Former Governor Jerry Brown brought the crowd to its feet with a passionate delivery that even mentioned the fundamental absurdities of capitalism, even saying “capitalism” right out loud. How perverse, it is, the governor said, that a single person can come to own forests that existed all the way back into the first mists of time? What the heck kind of system encourages the perversion of five thousand year old trees being cut down to make some already rich Texan even richer? Brown fired us up like no one else on the day.
A vaguely simian-looking Grateful Dead drummer named Mickey Hart came on stage with a big drum. He asked everyone to place one hand on their own pulse as he beat rhythmically on his drum in some kind of mass effort to get into global harmony. I can’t swear by this because when the going gets mystic I tend not to pay attention or head for the exit, but that seemed to be the idea. “It’s the rhythm, stupid,” Hart said he was saying to Hurwitz, and probably also to rhythm-challenged people like me. Hart said we need “emotional content, not anger.” Easy for a millionaire rocker to say when what most people need is anger and the linear intelligence to direct that anger if the Hurwitz’s of the world are ever going to be brought to heel.
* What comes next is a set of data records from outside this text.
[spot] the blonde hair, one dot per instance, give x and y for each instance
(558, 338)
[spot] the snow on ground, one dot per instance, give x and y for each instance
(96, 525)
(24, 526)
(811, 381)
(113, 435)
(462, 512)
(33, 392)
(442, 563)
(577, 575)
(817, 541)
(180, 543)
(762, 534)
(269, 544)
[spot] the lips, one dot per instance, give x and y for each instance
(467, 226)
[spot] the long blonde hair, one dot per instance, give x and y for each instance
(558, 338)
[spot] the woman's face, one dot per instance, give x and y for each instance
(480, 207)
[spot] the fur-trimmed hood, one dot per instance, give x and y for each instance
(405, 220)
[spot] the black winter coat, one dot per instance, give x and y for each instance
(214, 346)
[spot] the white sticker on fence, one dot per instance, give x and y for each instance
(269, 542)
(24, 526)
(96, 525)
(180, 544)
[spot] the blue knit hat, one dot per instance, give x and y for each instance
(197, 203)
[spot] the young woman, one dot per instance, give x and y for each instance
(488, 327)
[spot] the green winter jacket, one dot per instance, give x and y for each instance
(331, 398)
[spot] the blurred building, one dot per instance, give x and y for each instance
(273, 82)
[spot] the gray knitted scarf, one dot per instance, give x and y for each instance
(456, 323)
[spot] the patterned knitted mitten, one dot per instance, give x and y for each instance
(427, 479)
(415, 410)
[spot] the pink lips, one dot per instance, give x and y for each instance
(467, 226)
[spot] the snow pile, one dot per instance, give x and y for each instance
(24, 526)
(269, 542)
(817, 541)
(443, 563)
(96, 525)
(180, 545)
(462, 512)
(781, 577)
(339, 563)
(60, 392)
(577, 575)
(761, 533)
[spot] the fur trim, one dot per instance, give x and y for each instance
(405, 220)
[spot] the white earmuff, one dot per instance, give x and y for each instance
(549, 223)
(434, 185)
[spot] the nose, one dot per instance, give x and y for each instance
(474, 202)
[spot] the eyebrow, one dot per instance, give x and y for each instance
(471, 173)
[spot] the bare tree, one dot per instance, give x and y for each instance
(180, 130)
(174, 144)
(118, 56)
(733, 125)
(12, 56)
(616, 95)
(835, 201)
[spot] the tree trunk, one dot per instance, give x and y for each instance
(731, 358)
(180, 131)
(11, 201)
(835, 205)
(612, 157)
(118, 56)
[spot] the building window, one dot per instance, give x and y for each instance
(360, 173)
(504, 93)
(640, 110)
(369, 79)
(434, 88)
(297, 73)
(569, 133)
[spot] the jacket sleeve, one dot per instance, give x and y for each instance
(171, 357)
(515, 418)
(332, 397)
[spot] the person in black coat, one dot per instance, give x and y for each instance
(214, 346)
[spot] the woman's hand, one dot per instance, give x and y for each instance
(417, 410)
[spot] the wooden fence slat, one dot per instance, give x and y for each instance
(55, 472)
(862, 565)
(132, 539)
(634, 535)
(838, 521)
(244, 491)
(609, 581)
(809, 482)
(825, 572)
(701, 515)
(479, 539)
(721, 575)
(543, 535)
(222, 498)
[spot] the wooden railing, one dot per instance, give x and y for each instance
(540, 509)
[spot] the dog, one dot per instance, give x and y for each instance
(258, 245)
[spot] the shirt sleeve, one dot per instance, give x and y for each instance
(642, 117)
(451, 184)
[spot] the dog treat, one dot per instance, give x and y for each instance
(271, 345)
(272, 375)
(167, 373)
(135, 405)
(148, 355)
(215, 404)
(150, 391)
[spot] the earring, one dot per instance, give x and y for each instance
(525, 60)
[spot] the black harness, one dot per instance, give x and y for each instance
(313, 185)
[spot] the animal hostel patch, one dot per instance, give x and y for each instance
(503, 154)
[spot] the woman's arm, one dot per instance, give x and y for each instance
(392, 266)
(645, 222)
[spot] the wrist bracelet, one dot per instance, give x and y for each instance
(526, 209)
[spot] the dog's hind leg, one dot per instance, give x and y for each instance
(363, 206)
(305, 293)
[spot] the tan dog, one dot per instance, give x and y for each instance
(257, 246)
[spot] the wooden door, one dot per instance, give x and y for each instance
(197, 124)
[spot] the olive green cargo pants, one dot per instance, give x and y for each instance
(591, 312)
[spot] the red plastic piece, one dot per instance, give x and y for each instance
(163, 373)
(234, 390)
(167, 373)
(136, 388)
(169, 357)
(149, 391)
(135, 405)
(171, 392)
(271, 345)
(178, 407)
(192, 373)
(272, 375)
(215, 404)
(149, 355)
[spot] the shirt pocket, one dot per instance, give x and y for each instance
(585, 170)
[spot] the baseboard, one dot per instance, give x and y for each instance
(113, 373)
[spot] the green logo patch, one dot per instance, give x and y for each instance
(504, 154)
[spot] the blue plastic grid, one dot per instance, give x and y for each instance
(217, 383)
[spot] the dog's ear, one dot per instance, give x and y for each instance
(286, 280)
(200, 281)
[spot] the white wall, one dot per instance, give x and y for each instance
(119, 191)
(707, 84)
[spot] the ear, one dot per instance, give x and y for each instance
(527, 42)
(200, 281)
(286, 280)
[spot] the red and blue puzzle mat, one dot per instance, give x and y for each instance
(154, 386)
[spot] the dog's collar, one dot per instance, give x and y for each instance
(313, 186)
The rally was a sea of costumes and placards, almost medieval in effect, the crowd joyously receiving Governor Brown’s radical message, and a good speech by a union guy about how unions were going to return to their “direct action roots” with as much enthusiasm as they did the vague meanderings of several shamans.
As the festivities on stage rolled on, three local proles, probably fourth-generation scabs — walked unmolested and unargued with — through the crowd carrying a placard which read “We Support The Timber Industry.” The timber industry doesn’t support you, pal, and you’re old enough to know that and you’re also old enough to know that if all you’ve got to sell is your sweat you better get off your knees and get together with people like yourself to protect yourself against the ownership or you’re even more screwed than you are now. But it’s hard to blame local kids for their stone ignorance of real world conditions: they never hear a word in the school years about unions and certainly never a word about class realities they’ll need to defend themselves against. In fact, the entire message — K-12 — propagandizes by word and deed against any kind of civic involvement.
At a little after four, the crowd streamed out of the rally meadow, headed west to the Stafford slide behind cadres of drummers. A middleaged woman sat down in the middle of highway 101, monitors a-twitter at this unsanctioned act which was the most pertinent but unimitated direct action on the day. A youngish kamikaze hurled himself at the police cordon blocking an on-ramp. He got arrested and hauled off, the only arrest of the day.
About six, a brilliant rainbow appeared in the east sky to a murmur of “O Wows” and “Ooo Walla Woola Woogs.” Headwaters Three was over for most of us for the year, but the next day more than forty noble young people were arrested as they tried to stop equipment entering Headwaters to begin salvage logging. Bless them, and maybe some day they’ll have a leadership worthy of them.